Judge Rejects Amazon Bid To Scrap Google Pact

NEW YORK  - A federal judge has rejected Amazon.com Inc's request that he withdraw preliminary approval of a settlement between Google Inc and groups of authors and publishers to digitize millions of books.

In a Tuesday ruling, U.S. District Judge Denny Chin said he planned to conduct a "thorough fairness analysis" of the settlement at a February 18, 2010 hearing and Amazon could argue its case then.

Seattle-based Amazon, which sells digital books, did not immediately return a call seeking comment.

The settlement is designed to resolve a 2005 lawsuit by authors and publishers that accused Google of copyright infringement for scanning libraries of books into digital form, enabling contents to be seen online.

Google, the Authors Guild and publishers last month submitted a revised agreement aimed at answering antitrust and copyright concerns raised by the U.S. Justice Department and others.
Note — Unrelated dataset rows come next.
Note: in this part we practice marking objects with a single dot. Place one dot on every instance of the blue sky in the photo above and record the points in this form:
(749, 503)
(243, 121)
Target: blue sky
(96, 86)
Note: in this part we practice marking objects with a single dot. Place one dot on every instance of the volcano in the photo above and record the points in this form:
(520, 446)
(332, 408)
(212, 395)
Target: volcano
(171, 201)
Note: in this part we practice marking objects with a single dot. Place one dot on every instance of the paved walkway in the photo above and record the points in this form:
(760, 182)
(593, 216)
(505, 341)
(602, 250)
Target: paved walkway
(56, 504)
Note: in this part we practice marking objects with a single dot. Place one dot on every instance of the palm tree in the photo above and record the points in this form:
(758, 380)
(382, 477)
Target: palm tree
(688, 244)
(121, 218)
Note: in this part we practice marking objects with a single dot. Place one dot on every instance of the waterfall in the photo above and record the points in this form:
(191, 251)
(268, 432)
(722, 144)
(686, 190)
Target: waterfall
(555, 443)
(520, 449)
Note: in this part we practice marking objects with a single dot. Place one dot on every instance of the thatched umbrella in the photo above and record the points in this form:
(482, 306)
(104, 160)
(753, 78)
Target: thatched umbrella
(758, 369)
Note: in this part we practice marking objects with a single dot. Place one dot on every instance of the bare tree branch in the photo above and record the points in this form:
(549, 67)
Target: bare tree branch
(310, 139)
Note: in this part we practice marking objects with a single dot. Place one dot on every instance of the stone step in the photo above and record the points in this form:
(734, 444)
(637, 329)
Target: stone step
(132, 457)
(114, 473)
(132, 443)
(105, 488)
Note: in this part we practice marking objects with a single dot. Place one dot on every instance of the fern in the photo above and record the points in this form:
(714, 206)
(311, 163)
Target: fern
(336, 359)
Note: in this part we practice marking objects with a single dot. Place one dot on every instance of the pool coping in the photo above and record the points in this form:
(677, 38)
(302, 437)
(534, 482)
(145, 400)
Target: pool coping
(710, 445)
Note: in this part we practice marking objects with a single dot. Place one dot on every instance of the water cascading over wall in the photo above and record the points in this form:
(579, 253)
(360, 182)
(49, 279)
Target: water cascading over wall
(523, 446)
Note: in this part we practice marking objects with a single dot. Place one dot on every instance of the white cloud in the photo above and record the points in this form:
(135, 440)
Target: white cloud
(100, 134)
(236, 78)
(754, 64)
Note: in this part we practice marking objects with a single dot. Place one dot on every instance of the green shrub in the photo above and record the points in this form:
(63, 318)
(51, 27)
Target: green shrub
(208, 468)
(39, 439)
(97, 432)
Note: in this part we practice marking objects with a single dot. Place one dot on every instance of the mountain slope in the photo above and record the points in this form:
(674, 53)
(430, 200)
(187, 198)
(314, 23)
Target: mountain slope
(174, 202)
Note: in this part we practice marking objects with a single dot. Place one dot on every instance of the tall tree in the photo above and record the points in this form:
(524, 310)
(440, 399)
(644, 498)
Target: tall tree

To answer antitrust concerns, a section was eliminated that had required the book registry created by the settlement to give Google at least as good a deal as any competitor.

In another shift, money from works whose authors cannot be found will go to an independent fiduciary.

The deal had also been challenged overseas. As part of the agreement, books in the registry would be reduced to those published in the United States, Australia, Canada and the United Kingdom.

The Justice Department has until February 4 to comment on the revised settlement, court records show.

Critics of the deal have been a varied group that includes Amazon, Yahoo, Microsoft, the National Writers Union, Consumer Watchdog and singer Arlo Guthrie.

The case is The Authors Guild et al v. Google, Inc., U.S. District Court, Southern District of New York, No. 05-08136.